SAN FRANCISCO, Calif. (KTVU) - A series of proposed laws aimed at curbing soda consumption got a major boost in San Francisco Monday.

Supervisors Malia Cohen, Scott Wiener, and Eric Mar each sponsored proposals limiting how soda is bought, sold, or marketed in San Francisco.

Mar proposed banning the spending of city money on sugary soft drinks.

Cohen proposed a ban on advertising the soft drinks on city property. "It simply expands what will be prohibited from being sold on city property, we already do it with tobacco, alcohol, and now we will be doing it with sugary beverages," said Cohen.

Wiener proposed a warning label for any remaining ads. "My proposal is to require that sodas and sugary beverages ads have health warnings, very similar to cigarette ads," said Wiener.

The land use committee approved recommending the measures be adopted to the full Board of Supervisors.

During the hearing, medical experts lauded the committee, saying the drinks posed a threat of increasing the risk of obesity and diabetes.

But Lisa Katic, a dietitian consulting for the American Beverage Association addressed the board members, saying the drinks aren't the only cause for the metabolic diseases.

"I think a warning would be very misleading, if we're saying that this is the cause of obesity and diabetes when we know it's not. Both of these diseases have very many factors that play a role in their development," said Katic.

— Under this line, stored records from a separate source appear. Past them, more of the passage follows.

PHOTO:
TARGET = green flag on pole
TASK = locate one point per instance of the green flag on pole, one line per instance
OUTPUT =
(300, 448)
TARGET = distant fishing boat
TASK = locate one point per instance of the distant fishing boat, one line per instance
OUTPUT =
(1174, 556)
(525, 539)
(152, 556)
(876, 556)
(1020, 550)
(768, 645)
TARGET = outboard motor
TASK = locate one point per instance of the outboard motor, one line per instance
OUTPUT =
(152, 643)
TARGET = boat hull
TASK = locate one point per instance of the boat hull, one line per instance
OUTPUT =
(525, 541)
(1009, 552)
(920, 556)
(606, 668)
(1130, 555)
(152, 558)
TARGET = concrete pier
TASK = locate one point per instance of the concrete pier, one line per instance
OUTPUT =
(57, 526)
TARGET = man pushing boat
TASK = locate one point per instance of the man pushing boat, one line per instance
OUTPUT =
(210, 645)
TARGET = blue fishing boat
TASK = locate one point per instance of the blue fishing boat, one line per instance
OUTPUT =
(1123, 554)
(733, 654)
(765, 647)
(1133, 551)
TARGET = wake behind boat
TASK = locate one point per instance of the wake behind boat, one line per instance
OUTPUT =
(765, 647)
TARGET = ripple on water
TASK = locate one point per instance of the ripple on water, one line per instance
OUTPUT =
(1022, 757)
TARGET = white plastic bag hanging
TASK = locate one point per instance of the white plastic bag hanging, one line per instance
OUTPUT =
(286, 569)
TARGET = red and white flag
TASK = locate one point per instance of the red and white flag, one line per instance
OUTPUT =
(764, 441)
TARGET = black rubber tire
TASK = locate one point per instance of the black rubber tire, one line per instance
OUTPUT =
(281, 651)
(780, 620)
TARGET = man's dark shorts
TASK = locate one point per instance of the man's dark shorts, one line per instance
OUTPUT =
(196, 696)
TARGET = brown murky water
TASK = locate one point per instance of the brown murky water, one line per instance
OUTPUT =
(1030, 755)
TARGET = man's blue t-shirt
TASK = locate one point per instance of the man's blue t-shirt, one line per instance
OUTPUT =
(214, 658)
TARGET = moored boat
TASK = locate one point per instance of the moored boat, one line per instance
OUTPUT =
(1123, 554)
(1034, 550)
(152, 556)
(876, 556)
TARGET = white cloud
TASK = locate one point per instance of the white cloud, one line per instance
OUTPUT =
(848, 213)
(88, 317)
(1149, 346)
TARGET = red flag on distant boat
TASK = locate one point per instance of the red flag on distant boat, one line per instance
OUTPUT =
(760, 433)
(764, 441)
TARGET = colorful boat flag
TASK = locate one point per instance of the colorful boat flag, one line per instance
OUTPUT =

Roger Salazar from the beverage association CalBev says the new proposals unfairly target the beverage industry, and take choice out of the hands of consumers.

"Most voters believe that these are the kinds of choices that should be left up to them," said Salazar.

Supervisors supporting the measure say there is a long history of lawmakers restricting products that can cause harm to the public.

"Government played a really instrumental role in reducing smoking rates. We require people to wear seatbelts, we require motorcyclists to wear helmets, we pass health and safety regulations all the time," said Wiener.